Rwanda looks to market solutions to close clean cooking access gap

By Mikael Melin, Head, People Centred Programmes at SEforALL

The lack of access to clean cooking, which affects 3 billion people, is the world’s biggest sustainable energy challenge. Indoor smoke from burning wood, charcoal and other fuels used in cooking kills several million people, mostly women and children, each year, while the use of biomass fuels contributes to environmental damage.

The number of people without clean cooking access is rising in Sub-Saharan Africa, increasing by 275 million over the last several years. There are now 860 million people in the region who do not cook cleanly, which accounts for about 70 percent of Africa’s population.

There is a need for governments and businesses to help develop bigger and sustainable markets that provide clean cooking fuels, such as liquid petroleum gas (LPG), ethanol and clean burning wood pellets, as well as clean technologies such as improved cooking stoves.

The latest Tracking SDG7: Energy Progress Report provides examples of how countries are using market-based strategies to reach more people more quickly with clean cooking fuels and technologies. Among them is Cameroon, which has doubled its clean cooking access numbers in the past decade, with 20 percent of the population now cooking with LPG stoves and a goal of reaching 50 percent by 2030. Indonesia and Bangladesh have made similar gains with LPG-focused national strategies.

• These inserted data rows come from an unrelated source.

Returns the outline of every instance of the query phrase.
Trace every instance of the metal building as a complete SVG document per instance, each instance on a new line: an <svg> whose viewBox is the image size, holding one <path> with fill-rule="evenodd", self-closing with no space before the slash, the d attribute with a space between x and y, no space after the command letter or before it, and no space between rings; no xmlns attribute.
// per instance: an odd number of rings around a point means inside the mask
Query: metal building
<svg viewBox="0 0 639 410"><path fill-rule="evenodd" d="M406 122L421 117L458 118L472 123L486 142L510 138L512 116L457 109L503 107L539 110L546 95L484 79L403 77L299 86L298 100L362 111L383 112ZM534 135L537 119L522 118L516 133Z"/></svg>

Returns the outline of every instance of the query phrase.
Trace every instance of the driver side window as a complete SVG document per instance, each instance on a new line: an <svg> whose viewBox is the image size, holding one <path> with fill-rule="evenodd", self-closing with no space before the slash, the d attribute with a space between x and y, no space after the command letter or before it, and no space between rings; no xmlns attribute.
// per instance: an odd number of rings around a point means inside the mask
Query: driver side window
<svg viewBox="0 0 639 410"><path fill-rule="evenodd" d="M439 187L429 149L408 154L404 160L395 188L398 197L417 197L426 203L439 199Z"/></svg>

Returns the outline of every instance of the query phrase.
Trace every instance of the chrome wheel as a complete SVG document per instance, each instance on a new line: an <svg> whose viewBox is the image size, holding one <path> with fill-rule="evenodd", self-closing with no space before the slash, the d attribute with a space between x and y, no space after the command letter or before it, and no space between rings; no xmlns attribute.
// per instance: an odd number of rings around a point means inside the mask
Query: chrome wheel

At the Sustainable Energy for All Forum in Portugal in May, an effort was launched to replicate these successes in other countries. Leaders from organizations representing different cooking fuel sources – including the Global LPG Partnership and Global Alliance for Clean Cookstoves -- formed what is informally known as the “Lisbon Group” to plot strategies to build markets for clean fuels in countries where there is a political commitment to reach this goal.

Rwanda has been a key partner at the forefront of the clean cooking transition. It has already set a goal to reduce the number of households using wood and other biomass fuels from 83 percent to 42 percent by 2024. It hopes to achieve universal clean cooking access by 2030, in line with sustainable universal energy access goals under the Sustainable Development Goal 7 (SDG7).

“The government is committed to the SDGs and SDG7 and we’re well on our way to achieving universal electricity access. The bigger challenge is on clean cooking fuels and technologies,” said Germaine Kamayirese, Rwanda’s then Minister of State for Energy, Water and Sanitation in a Facebook Live interview at the SEforALL Forum.

Kamayirese said Rwanda’s strategy has two core objectives: shift urban households from traditional cooking fuels to LPG-based cooking solutions and shift rural households from wood-based cooking to clean stoves and sustainable biomass solutions.

In addition, the Global LPG Partnership convened a series of meetings in Rwanda in June to build support for distribution and retail networks to sell LPG-based cookstoves and fuels. This effort has included Rwandan companies such as SP and SafeGas.

In early November, Rwanda will host the first-ever Clean Cooking Investment Forum. It brings together key industry players and top government officials to discuss market-based solutions, with a focus on East Africa. The forum, organized by the Global Alliance for Clean Cookstoves and Energy Private Developers Rwanda and with the support of the European Union, will highlight the country’s new SEforALL Investment Prospectus, which outlines national priorities and investment opportunities on clean cooking access and other SDG7 goals.

“The solutions for clean cooking are multiple, but it has to be clean, it has to be affordable and it’s got to be a sustained market,” said SEforALL CEO Rachel Kyte, in the Facebook Live interview with Kamayirese.

The key to achieving clean cooking goals is to unlock more financing for such projects. Kyte said that Rwanda could set an example in dealing with this issue. In Rwanda, “we have a political will and we have an administrative mandate,” she said. “Now the international community has to respond and the domestic private sector has to respond.” To highlight the importance of finance in supporting faster progress on clean cooking access, Sustainable Energy for All will launch the latest Energizing Finance report in November, which offers the latest data on where finance is flowing to close electricity and clean cooking access gaps.

Produced with the Climate Policy Institute, the research provides key insights and recommendations to support governments and development finance institutions on how to increase funding and how to use it most effectively.